Mainstream machine-learning techniques such as deep learning and probabilistic programming rely heavily on sampling from generally intractable probability distributions. There is increasing interest in the potential advantages of using quantum computing technologies as sampling engines to speed up these tasks or to make them more effective. However, some pressing challenges in state-of-the-art quantum annealers have to be overcome before we can assess their actual performance. The sparse connectivity, resulting from the local interaction between quantum bits in physical hardware implementations, is considered the most severe limitation to the quality of constructing powerful generative unsupervised machine-learning models. Here we use embedding techniques to add redundancy to data sets, allowing us to increase the modeling capacity of quantum annealers. We illustrate our findings by training hardware-embedded graphical models on a binarized data set of handwritten digits and two synthetic data sets in experiments with up to 940 quantum bits. Our model can be trained in quantum hardware without full knowledge of the effective parameters specifying the corresponding quantum Gibbs-like distribution; therefore, this approach avoids the need to infer the effective temperature at each iteration, speeding up learning; it also mitigates the effect of noise in the control parameters, making it robust to deviations from the reference Gibbs distribution. Our approach demonstrates the feasibility of using quantum annealers for implementing generative models, and it provides a suitable framework for benchmarking these quantum technologies on machine-learning-related tasks.

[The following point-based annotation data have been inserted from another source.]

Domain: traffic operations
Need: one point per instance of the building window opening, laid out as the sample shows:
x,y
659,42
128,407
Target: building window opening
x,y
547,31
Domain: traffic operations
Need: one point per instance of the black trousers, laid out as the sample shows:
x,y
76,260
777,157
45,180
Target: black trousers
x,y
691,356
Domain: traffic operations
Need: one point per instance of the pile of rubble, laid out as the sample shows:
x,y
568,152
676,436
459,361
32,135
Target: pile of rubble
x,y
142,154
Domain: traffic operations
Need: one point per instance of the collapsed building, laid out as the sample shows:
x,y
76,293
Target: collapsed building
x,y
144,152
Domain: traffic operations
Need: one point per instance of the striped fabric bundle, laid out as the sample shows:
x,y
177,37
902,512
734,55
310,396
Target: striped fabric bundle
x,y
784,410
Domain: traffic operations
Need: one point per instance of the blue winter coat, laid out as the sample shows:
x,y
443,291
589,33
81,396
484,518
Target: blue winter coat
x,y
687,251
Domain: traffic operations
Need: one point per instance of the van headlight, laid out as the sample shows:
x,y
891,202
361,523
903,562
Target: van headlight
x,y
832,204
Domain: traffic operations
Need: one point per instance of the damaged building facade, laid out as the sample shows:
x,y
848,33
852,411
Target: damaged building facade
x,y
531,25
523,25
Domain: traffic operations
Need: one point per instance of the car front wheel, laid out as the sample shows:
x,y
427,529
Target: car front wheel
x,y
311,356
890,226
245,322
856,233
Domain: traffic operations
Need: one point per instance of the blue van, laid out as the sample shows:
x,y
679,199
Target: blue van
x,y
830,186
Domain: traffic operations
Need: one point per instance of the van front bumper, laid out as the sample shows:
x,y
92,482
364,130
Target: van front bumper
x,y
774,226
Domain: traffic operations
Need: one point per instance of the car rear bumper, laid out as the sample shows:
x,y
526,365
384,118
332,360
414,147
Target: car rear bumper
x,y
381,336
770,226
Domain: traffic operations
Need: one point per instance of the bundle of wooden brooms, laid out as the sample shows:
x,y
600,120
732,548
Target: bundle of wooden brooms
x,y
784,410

Bayesian Network Structure Learning Using Quantum Annealing

We introduce a method for the problem of learning the structure of a Bayesian network using the quantum adiabatic algorithm. We do so by introducing an efficient reformulation of a standard posterior-probability scoring function on graphs as a pseudo-Boolean function, which is equivalent to a system of 2-body Ising spins, as well as suitable penalty terms for enforcing the constraints necessary for the reformulation; our proposed method requires $\mathcal O(n^2)$ qubits for $n$ Bayesian network variables. Furthermore, we prove lower bounds on the necessary weighting of these penalty terms. The logical structure resulting from the mapping has the appealing property that it is instance-independent for a given number of Bayesian network variables, as well as being independent of the number of data cases.